Le projet éolien emporte l’adhésion des locaux

Le parc éolien de Saint-Georges-les-Bains d’une puissance installée de 11,5 MW va être mis en service. La coopération entre le porteur de projet, la Compagnie nationale du Rhône (CNR), et les élus locaux, a évité les contestations et contribué à faire de l’appel au financement participatif un succès.
Le projet éolien emporte l’adhésion des locaux

Le parc éolien de Planèze, qui produira l'équivalent de la consommation électrique annuelle de 8 500 personnes, a été mis en service mi-octobre. Porté par la CNR depuis 2008, en lien étroit avec les élus, ce parc de cinq éoliennes, est en partie installé sur des terrains communaux. « La commune a beaucoup travaillé depuis 10 ans pour que ces éoliennes puissent se dresser dans la forêt. Pour cela, les élus doivent expliquer et négocier », explique le maire, Bernard Berger. Il se montre satisfait de gérer une des premières communes à énergie positive de la région, puisque Saint-Georges-les-Bains possède déjà un parc photovoltaïque de cinq hectares, aménagé lui aussi par la CNR, qui produit les deux tiers des besoins de la commune. « Le parc éolien apportera en plus à la communauté de communes Rhône-Crussol des revenus de la cotisation sur la valeur ajoutée (CVAE) et de la cotisation foncière des entreprises (CFE) notamment. Nous espérons que Saint-Georges pourra bénéficier d'une partie de cette plus-value. »

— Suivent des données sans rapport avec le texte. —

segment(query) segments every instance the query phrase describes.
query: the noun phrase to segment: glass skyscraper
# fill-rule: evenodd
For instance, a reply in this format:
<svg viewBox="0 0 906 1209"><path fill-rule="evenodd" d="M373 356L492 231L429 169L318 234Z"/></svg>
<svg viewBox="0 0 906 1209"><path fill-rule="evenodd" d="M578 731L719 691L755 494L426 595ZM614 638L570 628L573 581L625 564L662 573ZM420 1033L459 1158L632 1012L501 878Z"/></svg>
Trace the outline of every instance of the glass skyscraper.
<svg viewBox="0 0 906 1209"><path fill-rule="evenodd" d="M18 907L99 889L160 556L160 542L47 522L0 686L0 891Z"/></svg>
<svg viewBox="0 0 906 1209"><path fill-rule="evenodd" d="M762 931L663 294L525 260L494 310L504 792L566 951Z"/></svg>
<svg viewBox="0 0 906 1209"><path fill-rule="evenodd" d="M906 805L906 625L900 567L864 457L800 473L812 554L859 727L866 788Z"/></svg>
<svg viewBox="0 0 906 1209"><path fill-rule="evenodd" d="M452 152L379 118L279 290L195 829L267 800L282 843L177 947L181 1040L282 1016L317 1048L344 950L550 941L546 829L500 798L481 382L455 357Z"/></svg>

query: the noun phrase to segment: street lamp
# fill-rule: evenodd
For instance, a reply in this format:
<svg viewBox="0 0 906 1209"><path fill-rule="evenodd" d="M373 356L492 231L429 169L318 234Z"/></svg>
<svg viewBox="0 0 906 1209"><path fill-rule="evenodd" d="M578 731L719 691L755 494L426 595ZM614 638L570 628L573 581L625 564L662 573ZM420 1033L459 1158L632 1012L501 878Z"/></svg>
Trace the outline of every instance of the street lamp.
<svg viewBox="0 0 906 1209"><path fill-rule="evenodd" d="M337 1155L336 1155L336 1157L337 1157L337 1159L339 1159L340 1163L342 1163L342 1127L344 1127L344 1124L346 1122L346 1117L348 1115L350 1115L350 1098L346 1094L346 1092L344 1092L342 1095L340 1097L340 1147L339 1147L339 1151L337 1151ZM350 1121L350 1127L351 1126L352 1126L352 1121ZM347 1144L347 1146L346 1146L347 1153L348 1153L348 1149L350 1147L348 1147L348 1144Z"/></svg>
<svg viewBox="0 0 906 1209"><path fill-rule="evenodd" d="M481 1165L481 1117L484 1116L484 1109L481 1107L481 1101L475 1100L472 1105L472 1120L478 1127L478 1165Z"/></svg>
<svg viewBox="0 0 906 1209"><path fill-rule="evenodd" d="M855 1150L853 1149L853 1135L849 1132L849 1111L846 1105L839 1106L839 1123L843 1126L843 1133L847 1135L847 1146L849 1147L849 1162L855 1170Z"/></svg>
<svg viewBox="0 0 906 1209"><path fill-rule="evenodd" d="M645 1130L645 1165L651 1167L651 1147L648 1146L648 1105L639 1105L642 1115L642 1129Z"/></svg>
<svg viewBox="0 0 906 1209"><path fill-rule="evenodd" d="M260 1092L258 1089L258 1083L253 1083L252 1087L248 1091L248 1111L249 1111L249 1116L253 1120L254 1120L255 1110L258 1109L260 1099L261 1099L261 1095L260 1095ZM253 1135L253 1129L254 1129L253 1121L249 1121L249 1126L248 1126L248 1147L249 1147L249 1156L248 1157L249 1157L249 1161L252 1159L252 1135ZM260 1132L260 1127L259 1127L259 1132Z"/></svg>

Un financement participatif local record

« Ce parc se caractérise par une adhésion forte des riverains, ils ont été nombreux parmi les 28 000 habitants de la communauté de communes à répondre à l'appel au financement participatif en apportant 450 000 € sur les 700 000 € réunis en deux étapes. Cet exemple témoigne d'une dynamique en France où les citoyens veulent orienter leur épargne sur des circuits courts de développement de politiques énergétiques sur leur territoire », avance Julien Hostache, l'un des fondateurs de la plateforme Enerfip, basée à Montpellier. Celle-ci a été retenue par la CNR pour réaliser l'opération de financement participatif dans laquelle elle s'est engagée pour la première fois. « Cet appel fut un réel succès. Il conforte notre engagement à associer les riverains au développement des projets et partager les richesses créées par des installations produisant des ENR. Nous réitérerons l'expérience et instruisons de nouveaux dossiers éoliens dans l'Ain et la vallée du Rhône », confirme Thomas Poulenard, chef de projet à la CNR. Cette réussite a été « préparée » par la municipalité de Saint-Georges-les-Bains. « Des journées d'information destinées aux habitants ont été organisées en février, puis en mars, portant sur les modalités d'investissement », rappelle le maire. Si la part de financement participatif reste modeste au regard de l'investissement total de 13,2 millions d'euros, elle va cependant permettre aux investisseurs (à partir de 10 €) de bénéficier des retombées économiques de la ressource énergétique locale. Durant trois ans, ils bénéficieront d'un taux d'intérêt de 3 % net. Enerfip rappelle que le financement participatif comporte toujours des risques, même s'ils sont très limités dans ce cas. Depuis dix­ ans, les initiatives d'investissement local dans les projets d'énergies renouvelables se sont multipliées. Les pionniers ont dû repousser les limites d'un cadre culturel défavorable et d'un cadre réglementaire contraignant, mais ils ont fait bouger les lignes. Ces tendances sont synthétisées dans le rapport « Financer le développement des projets d'énergie renouvelable d'intérêt territorial », coordonné pour le réseau TEPOS (Territoires à énergie positive) par le CLER.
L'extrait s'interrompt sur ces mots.